À la suite de quoi la police tint des propos lénifiants: un pur hasard, aucun arrière-plan politique. Un fonctionnaire exprima pourtant à mots découverts ce que les autorités ne voulaient pas reconnaître: « Pas un pied terre russe pour un diffamateur »
Certes, on peut se demander si Mandelstam a vraiment besoin d’un monument. Il parle à travers ses poèmes, de son « tombeau d’air ». L’incident témoignait toutefois de la difficile progression de la conscience historique russe. Andreï Birov, président du Pen-club russe, protesta, avec d’autres écrivains, en adressant une lettre ouverte au gouverneur de la région et au maire de Vladivostok.
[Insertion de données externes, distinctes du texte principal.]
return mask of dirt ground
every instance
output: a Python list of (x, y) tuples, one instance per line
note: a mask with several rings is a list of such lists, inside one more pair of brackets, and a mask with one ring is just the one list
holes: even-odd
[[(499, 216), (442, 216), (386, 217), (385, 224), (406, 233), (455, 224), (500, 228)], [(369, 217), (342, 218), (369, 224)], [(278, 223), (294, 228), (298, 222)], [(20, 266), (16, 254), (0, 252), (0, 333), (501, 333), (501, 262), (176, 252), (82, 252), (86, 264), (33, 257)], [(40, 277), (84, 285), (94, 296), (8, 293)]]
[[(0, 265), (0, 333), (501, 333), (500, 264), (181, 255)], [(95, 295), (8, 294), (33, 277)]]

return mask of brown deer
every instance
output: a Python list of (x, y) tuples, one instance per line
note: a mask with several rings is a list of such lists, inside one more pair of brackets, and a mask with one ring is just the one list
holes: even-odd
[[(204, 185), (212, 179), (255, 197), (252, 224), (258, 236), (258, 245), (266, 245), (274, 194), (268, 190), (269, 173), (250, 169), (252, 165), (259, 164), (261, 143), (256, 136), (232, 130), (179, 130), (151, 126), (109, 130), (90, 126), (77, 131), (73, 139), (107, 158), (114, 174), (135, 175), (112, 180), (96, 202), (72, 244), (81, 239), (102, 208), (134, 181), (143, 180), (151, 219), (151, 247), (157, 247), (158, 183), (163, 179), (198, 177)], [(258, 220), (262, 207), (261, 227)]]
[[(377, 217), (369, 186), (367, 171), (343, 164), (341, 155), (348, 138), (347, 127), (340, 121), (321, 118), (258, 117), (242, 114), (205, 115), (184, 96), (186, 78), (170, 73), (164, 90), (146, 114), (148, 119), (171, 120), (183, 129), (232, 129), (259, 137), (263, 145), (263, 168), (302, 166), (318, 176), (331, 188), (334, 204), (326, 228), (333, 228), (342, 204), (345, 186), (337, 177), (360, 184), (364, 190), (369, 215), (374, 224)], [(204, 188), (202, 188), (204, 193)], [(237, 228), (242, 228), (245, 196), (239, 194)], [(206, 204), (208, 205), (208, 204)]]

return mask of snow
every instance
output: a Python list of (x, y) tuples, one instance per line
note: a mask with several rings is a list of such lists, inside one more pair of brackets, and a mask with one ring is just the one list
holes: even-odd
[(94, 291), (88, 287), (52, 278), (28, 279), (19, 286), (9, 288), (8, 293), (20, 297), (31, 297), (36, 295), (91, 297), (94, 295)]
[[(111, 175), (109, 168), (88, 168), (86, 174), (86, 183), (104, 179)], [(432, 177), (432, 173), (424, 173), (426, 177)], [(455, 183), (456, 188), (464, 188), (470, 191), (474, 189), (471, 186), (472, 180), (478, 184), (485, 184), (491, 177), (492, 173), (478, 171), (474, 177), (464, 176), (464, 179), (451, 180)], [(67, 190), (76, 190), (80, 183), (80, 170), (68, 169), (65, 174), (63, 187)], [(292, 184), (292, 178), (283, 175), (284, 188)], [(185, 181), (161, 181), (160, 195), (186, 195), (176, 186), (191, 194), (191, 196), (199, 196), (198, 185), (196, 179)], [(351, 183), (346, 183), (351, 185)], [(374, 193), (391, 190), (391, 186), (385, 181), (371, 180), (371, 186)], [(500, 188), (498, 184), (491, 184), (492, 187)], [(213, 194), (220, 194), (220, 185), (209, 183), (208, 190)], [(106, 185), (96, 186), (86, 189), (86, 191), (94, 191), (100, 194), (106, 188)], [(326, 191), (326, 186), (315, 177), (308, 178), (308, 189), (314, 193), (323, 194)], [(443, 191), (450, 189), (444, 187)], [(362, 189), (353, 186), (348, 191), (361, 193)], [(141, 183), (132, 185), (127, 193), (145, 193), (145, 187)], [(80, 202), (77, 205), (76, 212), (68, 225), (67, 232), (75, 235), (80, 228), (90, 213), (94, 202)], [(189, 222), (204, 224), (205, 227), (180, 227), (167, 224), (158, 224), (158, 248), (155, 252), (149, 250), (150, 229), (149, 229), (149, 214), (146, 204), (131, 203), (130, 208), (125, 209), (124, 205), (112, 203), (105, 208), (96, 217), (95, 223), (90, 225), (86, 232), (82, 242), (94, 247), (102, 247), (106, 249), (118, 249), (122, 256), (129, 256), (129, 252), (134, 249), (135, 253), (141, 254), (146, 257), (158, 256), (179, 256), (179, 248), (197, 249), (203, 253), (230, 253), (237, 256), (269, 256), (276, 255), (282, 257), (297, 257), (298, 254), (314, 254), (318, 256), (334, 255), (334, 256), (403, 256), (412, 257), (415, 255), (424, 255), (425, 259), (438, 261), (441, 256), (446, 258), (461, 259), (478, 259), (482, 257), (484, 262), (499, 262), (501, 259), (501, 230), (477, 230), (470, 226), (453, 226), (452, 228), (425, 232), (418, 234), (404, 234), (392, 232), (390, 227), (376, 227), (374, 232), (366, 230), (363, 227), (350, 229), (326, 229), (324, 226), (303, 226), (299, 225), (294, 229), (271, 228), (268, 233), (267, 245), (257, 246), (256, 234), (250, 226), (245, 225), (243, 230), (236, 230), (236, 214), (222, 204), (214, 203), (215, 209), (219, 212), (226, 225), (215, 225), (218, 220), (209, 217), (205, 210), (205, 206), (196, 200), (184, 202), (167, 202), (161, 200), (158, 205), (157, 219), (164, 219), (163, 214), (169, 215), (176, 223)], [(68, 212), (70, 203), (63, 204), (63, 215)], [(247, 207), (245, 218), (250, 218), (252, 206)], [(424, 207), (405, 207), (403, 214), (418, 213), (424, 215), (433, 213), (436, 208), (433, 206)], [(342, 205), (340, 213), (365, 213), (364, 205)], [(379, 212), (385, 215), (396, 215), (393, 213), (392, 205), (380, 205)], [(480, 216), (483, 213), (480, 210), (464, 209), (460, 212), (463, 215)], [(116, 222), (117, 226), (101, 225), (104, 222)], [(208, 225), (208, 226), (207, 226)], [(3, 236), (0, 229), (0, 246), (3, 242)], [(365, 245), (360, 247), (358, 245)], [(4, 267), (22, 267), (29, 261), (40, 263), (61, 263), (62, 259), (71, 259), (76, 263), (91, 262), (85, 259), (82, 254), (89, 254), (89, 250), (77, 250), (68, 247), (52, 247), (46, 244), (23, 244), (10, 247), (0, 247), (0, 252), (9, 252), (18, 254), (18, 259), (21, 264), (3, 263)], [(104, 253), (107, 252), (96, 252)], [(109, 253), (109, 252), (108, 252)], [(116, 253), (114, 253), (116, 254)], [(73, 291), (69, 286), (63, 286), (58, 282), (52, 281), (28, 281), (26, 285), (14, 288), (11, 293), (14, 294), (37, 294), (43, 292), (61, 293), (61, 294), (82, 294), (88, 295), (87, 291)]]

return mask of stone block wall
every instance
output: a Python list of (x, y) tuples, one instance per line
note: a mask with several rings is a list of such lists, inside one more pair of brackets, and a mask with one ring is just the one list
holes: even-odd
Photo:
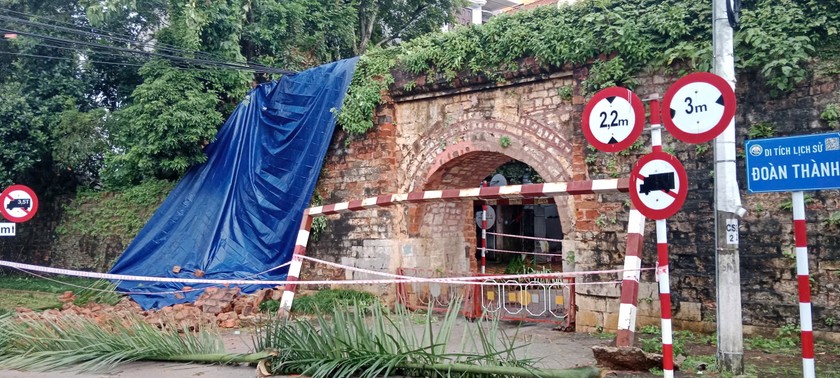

Mais une réplique en métal du monument fut à son tour maculée et endommagée.
(extraits des pages 548, 549 de la biographie de Ossip Mandelstam: Mandelstam, mon temps, mon fauve une biographie, par Ralph Dutli, biographie éditée en 2012 aux éditions Le bruit du temps/La Dogana, (publié en allemand en 2003)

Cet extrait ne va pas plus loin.